The same happens with us. When we hear things like our commandment is that we are to love God, well, that sounds rather nice. Then, when Saint John says, "Anyone who claims to love God but hates his brother is a liar," that stings us to the heart; we do not like to hear it. Or when Saint John reminds us that if we are going to love God we must also love all those begotten of God, sometimes that is a difficulty for us.

He goes on to tell us that the power that has overcome the world is our faith. And that is where we recognize that we have the exact same problem as the people from Nazareth - it lies with our faith. We have this romantic idea about what faith is to be and what love of God is to be and what love of neighbor is to be. When we find out that is not necessarily what God wants, we get angry; we get disillusioned because it is not the way we thought it ought to be. And so, we need to go to God and we need to ask Him what it is supposed to be. How are we to love Him? Saint John tells us that we know we love God when we keep His commandments. And the commandment - it is the difficulty - is to love: to love God and to love neighbor. That is what it all comes down to: always seeking the good of the other, always giving, always pouring the self out, doing all of these things that we know we are supposed to do, but do not come easily to us.

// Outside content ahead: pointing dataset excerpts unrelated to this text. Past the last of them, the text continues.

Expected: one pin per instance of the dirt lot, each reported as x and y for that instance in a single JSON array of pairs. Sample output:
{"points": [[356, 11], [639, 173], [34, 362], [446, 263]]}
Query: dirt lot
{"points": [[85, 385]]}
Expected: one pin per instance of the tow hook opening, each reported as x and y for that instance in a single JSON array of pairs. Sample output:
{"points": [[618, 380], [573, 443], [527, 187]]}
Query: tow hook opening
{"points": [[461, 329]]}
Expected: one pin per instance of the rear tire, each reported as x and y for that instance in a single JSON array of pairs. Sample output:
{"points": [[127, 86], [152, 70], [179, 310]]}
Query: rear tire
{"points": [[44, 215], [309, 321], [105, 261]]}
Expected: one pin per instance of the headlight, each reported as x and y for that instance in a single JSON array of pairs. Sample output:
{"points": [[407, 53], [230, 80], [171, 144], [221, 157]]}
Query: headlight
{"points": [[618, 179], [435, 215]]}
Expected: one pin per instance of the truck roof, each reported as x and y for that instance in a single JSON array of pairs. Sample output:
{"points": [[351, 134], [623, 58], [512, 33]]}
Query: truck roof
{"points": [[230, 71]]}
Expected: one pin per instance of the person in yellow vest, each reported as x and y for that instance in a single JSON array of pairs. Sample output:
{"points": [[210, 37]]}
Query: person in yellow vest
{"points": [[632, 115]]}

We have these ideas that as long as we believe in Jesus, this is the way that [our] life ought to be and this is what is going to happen. Instead, He tells us: "If you are going to believe in Me, you are going to have to take up your cross and you have to be crucified with Me." Well, that is not the kind of faith that we thought we wanted, so we get upset. We like the appealing discourse, but we do not like it so much when it comes down to having to put it into practice and when He calls us to a deeper conversion.

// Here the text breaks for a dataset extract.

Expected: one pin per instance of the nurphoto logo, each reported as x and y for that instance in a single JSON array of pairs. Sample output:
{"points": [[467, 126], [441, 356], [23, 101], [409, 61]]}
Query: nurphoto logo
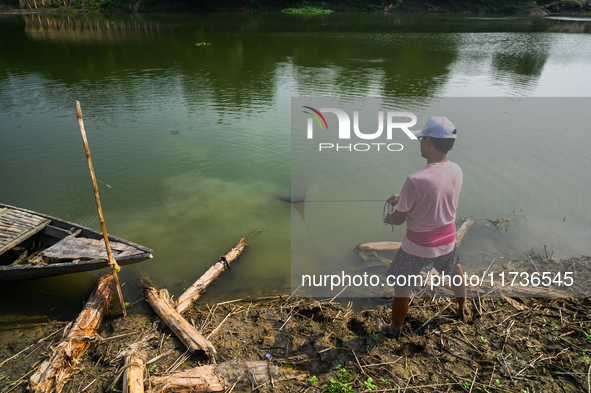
{"points": [[344, 129]]}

So we need to look at this faith of ours because it is that, and only that, which is going to overcome the world. It is only our faith in Jesus Christ that is going to help us to overcome all the weaknesses and struggles and difficulties of our lives. We each need to look to the Lord and we need to ask Him how He wants us to follow Him, what it means to love Him, what it means to have faith in Him, and what that is going to look like in practice. And then we need to be willing to change our lives. Not to keep it at an arm's distance and like the appealing discourse that we hear and walk away saying, "Wasn't that nice?" But we need to let it into our hearts and we need to allow it to change our lives.

That, and only that, is what will overcome the world and bring us to union with Him. That is what He desires for us. That is what love for Him is all about: becoming one with Him. Not keeping Him away and thinking how nice it would be, but doing it in reality: letting the Lord into our hearts and placing ourselves into His heart and seeking to truly love Him, to be one with Him in all things. That is true love of God, and following from that will be true love of neighbor. Then our faith will be put into practice. It will be seen in love and it will conquer the world.

* This text was transcribed from the audio recording of a homily by Father Robert Altier with minimal editing.